季節の写真館 Vol,114
2008年2月5日

節分、立春を過ぎて!節分草の咲く季節に
折杉神社の粥占いで今年の豊作を願い

 今冬は、昨年の暖冬から一転して寒い冬が続いています。
 しかし、2月に入り、3日は節分、翌4日は立春で、暦の上では春を迎えました。
 この時期の草花を野に探したのが「節分草」です。
 まだ、この時期から咲き始める花で、あちらこちらで見られるということではありませんが、丹波市内青垣の「江古花園」で少し咲き始めた花を見つけました。

 節分草は、春の訪れを知らせてくれる季節感溢れる植物です。
 都会や家の中にいると気がつきにくい季節の変化を、こうした植物の知らせによって感じると言うのは、とても情緒があることではないでしょうか。
 植物の癒しの効果というのは、こうした気づきをもたらしてくれるというところにあるのかも知れません。


 2月3日は節分の日。
 文字通り冬と春の境となる日です。

 この日、市内市島町の前山保育園の園児が寒さにも負けず、「鬼は外! 福は内!」と元気よく「豆まき」をしました。

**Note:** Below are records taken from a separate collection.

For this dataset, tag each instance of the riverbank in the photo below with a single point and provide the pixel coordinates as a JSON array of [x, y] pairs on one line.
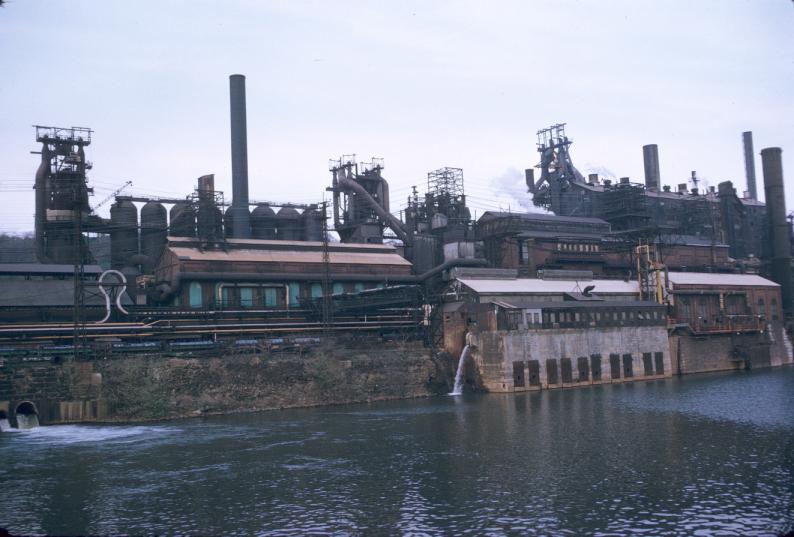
[[155, 387], [697, 454]]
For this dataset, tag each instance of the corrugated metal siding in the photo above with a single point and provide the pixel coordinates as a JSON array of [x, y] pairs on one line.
[[544, 287], [287, 256], [720, 280]]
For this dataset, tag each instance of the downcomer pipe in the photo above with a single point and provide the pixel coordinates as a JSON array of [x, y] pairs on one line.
[[650, 157], [749, 164], [42, 195], [778, 226], [351, 186], [241, 220]]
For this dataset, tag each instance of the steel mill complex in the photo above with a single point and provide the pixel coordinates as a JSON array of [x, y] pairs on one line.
[[608, 281]]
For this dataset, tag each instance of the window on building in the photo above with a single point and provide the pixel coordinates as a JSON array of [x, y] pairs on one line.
[[246, 297], [294, 293], [271, 297], [227, 297], [194, 295], [317, 290], [685, 307]]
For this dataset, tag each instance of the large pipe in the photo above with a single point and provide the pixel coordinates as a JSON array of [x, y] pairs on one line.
[[650, 157], [241, 221], [42, 196], [778, 226], [749, 164], [394, 223]]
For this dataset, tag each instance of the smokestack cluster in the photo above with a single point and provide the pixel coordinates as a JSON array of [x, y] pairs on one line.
[[749, 164], [240, 217], [776, 212], [650, 157]]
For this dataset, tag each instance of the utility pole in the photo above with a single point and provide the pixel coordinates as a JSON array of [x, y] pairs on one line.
[[327, 306], [78, 340]]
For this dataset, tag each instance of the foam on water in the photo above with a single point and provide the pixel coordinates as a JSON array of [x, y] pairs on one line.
[[27, 421], [458, 388], [72, 434]]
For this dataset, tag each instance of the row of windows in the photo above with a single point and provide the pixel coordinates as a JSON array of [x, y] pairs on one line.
[[526, 319], [587, 369], [265, 295], [585, 316], [577, 247]]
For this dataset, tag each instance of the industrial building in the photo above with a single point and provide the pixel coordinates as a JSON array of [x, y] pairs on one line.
[[252, 273], [613, 282]]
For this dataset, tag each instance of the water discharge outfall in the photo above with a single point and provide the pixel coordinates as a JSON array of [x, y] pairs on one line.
[[458, 388]]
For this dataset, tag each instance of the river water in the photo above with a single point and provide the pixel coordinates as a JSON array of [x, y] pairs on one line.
[[703, 455]]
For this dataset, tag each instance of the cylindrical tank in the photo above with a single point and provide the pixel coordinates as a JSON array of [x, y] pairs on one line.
[[228, 223], [772, 165], [183, 220], [209, 222], [383, 194], [263, 223], [289, 224], [312, 224], [154, 230], [230, 217], [123, 233], [425, 253]]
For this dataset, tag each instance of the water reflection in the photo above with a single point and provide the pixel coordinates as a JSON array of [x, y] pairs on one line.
[[705, 454]]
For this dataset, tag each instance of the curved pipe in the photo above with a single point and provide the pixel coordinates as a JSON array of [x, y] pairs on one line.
[[394, 223], [104, 292], [450, 264]]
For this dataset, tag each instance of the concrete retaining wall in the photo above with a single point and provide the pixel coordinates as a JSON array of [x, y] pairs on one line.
[[505, 360]]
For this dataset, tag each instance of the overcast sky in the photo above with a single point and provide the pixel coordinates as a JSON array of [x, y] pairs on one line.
[[422, 84]]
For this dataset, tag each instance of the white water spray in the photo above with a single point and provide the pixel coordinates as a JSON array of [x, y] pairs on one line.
[[27, 421], [458, 388]]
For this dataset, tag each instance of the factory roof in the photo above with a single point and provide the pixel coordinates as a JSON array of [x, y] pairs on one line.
[[45, 268], [546, 287], [689, 240], [289, 256], [578, 305], [261, 244], [547, 217], [558, 235], [720, 280]]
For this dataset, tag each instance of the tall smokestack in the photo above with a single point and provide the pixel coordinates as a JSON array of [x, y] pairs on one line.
[[749, 164], [650, 156], [776, 213], [240, 217]]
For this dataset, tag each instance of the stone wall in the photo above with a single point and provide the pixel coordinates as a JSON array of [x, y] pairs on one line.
[[155, 387], [725, 352], [524, 360]]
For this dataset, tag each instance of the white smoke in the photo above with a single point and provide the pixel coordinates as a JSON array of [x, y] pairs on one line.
[[505, 192]]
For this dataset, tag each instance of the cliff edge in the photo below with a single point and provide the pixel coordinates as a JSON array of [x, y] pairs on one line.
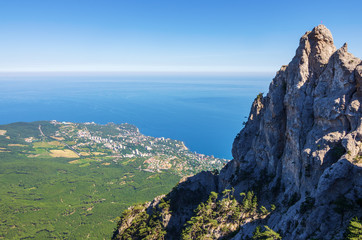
[[300, 153]]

 節分に豆をまく行事は、「追儺(ついな=難事を追っ払うこと)」と呼び、中国から伝わった風習だそうです。
 追儺の行事は、俗に、「鬼やらい」、「厄払い」、「厄おとし」、「厄神送り」と呼ばれ、疫病などをもたらす悪い鬼を追う払う儀式で、今から1300年前の宮中の儀式にさかのぼるとのことです。

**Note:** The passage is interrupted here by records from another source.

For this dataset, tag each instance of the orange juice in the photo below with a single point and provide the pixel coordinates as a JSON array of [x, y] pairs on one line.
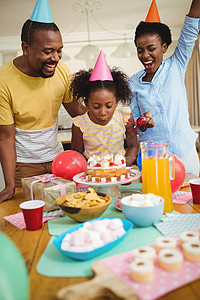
[[155, 179]]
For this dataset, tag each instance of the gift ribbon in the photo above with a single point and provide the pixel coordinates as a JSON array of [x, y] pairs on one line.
[[48, 178], [141, 121]]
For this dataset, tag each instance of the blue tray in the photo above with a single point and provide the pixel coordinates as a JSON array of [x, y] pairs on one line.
[[127, 225]]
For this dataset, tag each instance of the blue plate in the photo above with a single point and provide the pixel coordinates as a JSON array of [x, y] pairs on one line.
[[127, 225]]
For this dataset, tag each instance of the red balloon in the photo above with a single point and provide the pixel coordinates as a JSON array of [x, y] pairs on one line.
[[69, 163], [180, 174]]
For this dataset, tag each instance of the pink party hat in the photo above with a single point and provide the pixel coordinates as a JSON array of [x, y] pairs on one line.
[[153, 15], [101, 70], [41, 12]]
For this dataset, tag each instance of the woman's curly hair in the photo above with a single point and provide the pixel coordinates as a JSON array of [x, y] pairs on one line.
[[81, 87], [160, 29]]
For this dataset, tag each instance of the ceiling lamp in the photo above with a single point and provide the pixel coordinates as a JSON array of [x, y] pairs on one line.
[[89, 52]]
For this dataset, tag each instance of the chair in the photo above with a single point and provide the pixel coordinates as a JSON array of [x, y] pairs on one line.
[[14, 283]]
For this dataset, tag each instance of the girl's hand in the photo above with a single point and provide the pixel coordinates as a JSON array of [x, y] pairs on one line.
[[149, 121]]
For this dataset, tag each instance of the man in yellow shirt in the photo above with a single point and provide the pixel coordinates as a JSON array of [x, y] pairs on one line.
[[32, 88]]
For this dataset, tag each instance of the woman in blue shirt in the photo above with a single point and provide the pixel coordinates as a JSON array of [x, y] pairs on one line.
[[160, 87]]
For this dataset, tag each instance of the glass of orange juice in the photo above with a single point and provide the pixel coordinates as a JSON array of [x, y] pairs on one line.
[[156, 171]]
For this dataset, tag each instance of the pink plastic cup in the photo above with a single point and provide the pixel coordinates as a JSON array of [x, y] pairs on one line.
[[33, 213], [195, 188]]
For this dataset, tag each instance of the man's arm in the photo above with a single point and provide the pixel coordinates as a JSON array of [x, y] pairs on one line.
[[8, 160], [194, 9], [74, 109]]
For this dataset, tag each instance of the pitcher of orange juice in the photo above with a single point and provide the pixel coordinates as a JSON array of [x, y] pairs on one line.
[[157, 170]]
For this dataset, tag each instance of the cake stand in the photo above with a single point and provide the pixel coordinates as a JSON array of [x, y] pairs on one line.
[[109, 188]]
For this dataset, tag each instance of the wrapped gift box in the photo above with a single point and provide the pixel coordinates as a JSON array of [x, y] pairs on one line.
[[47, 187]]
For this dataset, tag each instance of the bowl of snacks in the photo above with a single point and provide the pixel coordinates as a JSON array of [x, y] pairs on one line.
[[89, 239], [84, 206], [143, 210]]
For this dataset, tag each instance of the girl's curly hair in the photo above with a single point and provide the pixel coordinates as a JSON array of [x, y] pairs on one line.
[[160, 29], [81, 87]]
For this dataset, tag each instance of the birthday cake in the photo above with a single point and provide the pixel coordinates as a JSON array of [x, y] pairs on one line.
[[106, 168]]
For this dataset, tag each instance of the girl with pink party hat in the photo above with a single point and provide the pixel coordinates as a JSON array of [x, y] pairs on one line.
[[102, 129]]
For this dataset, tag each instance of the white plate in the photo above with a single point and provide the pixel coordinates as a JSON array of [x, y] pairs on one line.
[[79, 178]]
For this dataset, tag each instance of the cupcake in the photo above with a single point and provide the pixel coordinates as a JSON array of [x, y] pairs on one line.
[[147, 252], [170, 259], [142, 270], [165, 243], [191, 251]]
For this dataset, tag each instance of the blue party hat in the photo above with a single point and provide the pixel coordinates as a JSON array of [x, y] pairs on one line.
[[42, 12]]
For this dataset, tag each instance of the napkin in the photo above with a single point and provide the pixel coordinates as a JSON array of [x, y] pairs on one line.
[[173, 224], [181, 197], [18, 220]]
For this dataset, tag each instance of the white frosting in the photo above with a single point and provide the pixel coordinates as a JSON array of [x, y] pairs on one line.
[[103, 179], [142, 265], [170, 256], [113, 179], [189, 236], [144, 252], [104, 162], [192, 247], [166, 242]]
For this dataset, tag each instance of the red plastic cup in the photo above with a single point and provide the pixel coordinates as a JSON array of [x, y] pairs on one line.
[[33, 214], [195, 188]]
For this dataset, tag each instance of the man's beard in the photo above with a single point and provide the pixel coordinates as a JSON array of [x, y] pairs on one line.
[[43, 75]]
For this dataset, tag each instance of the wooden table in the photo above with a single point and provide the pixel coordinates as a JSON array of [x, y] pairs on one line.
[[33, 244]]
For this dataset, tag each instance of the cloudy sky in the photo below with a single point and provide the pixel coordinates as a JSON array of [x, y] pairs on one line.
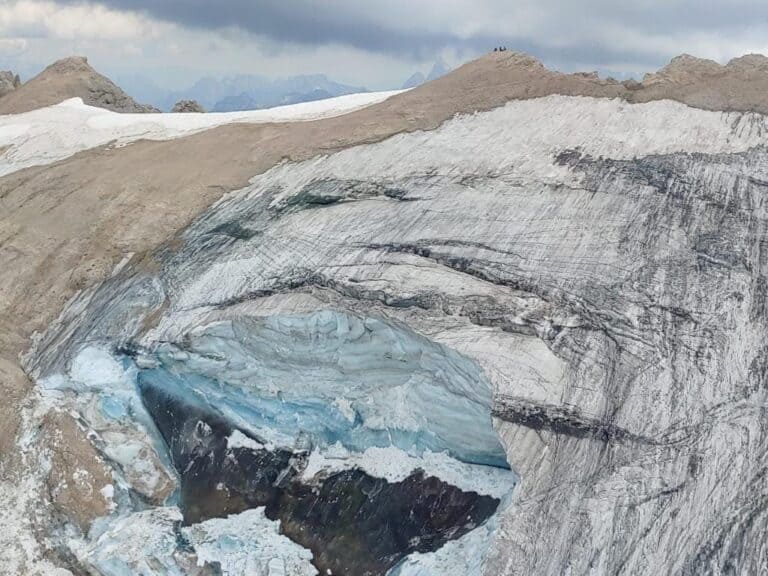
[[375, 43]]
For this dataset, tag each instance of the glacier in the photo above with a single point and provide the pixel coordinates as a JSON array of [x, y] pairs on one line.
[[52, 133], [557, 305]]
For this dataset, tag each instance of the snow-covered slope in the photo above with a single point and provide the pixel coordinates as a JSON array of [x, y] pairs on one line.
[[48, 134], [574, 285]]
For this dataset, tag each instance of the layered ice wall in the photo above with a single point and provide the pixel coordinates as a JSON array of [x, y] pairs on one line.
[[588, 272]]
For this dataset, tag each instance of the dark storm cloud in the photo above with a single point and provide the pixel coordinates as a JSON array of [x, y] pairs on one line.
[[587, 31], [304, 22]]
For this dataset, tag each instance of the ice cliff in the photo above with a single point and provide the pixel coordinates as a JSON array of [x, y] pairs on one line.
[[569, 287]]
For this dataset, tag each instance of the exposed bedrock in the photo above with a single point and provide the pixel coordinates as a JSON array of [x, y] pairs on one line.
[[602, 297]]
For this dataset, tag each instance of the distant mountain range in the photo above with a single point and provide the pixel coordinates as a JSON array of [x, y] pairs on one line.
[[250, 92], [241, 92], [438, 69]]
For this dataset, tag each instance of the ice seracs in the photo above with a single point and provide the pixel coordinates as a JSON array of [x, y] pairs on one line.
[[590, 272]]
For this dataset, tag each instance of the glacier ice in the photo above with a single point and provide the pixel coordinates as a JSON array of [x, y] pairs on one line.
[[600, 265]]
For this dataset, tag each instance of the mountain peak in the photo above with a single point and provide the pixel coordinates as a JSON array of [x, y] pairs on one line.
[[70, 77]]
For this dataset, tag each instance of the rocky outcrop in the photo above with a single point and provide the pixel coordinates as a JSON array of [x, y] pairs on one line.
[[606, 284], [187, 106], [70, 78], [598, 267], [8, 82]]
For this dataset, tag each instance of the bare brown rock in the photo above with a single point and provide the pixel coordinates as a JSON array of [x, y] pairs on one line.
[[63, 227], [69, 78], [8, 82], [78, 477], [187, 106]]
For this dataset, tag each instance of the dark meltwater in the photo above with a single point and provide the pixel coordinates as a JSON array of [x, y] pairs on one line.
[[354, 523]]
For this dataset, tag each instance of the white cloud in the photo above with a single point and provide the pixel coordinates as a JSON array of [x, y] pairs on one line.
[[12, 46], [46, 19]]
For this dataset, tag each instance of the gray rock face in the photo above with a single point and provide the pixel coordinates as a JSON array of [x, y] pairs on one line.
[[187, 106], [603, 264], [8, 82], [70, 77]]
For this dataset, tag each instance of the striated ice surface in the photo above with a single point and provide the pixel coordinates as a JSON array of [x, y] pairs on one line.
[[591, 273], [285, 378]]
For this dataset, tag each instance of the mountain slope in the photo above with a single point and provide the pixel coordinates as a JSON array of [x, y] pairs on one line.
[[599, 267], [69, 78]]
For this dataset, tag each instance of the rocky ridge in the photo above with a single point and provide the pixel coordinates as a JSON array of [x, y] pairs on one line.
[[187, 106], [8, 82], [625, 264], [68, 78]]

 節分には鰯(いわし)の頭を、柊(ひいらぎ)の小枝に刺して戸口に挿す習慣もところによってはあり、これも魔除けであったり、節分に巻き寿司を食べる習慣は、福を巻き込むという意味と、縁を切らないという意味から包丁で切らず、丸かぶりするようになったということです。


 近年、雪の量はめっきり少なくなり、昨年は暖冬、今年は寒いですが、まとまった雪は少ないです。

 2月に入り、初めて少しまとまった雪が降りました。
 早速外へ出て、スノーボード遊び、雪だるま作りなど自然の遊びができました。
 子供たちの元気な様子をご覧下さい。


 2月3日は恒例の前山・折杉大明神神社の「粥(かゆ)占い」の神事が行われました。

 ここの「粥占い」は、古くから伝わる儀式で、 神式では欠かせない三宝の上に「粥占い」に使用するお米と塩、 「お天気占い」に使用する木片のコマ 、またお米やお酒、鯛や.白菜といったお供えが行われます。


 「管試(くだだめ)」などとも呼ばれる伝統行事で、鍋の中には粥と竹筒が煮込まれます。


 鍋の中で煮られたお粥が竹筒に入る量で、米や大豆、くりなど13の作物の豊凶が占われます。

 鍋から竹筒を引き上げる際には、粥がこぼれないよう細心の注意が払われます。
 何しろ、今年の作物の出来具合がかかっているのです。

 竹を割っていく手つきも神妙で、竹の中からはそれぞれの作物の出来を占うお粥が入っていました。
 今年はお米、麦、野菜が豊作ということです。


 サイコロ状の木片12個を火にくべ、焦げた面積から各月の天候が予想されます。

 今年の天候は、年の後半に雨が多いという予想です。


 今、丹波市の山々を結ぶ「分水界の径(みち)」トレッキングマップの作成が進められています。

 題して、「雲海の径」、「五台の径」です。
 丹波市には、本州一低い中央分水界「水別れ(みわかれ)」があり、そこから東に篠山市との境に沿って栗柄(くりから)峠に至る26Km(雲海の径)と北へ京都府福知山市との境に沿って穴の裏(あなのうら)峠へ至る19Km(五台の径)という極めて人里近いところを「里山中央分水界」とも言うべき学術的にも重要な中央分水界が通り、水は加古川水系(瀬戸内海)と由良川水系(日本海)に分かれて流れます。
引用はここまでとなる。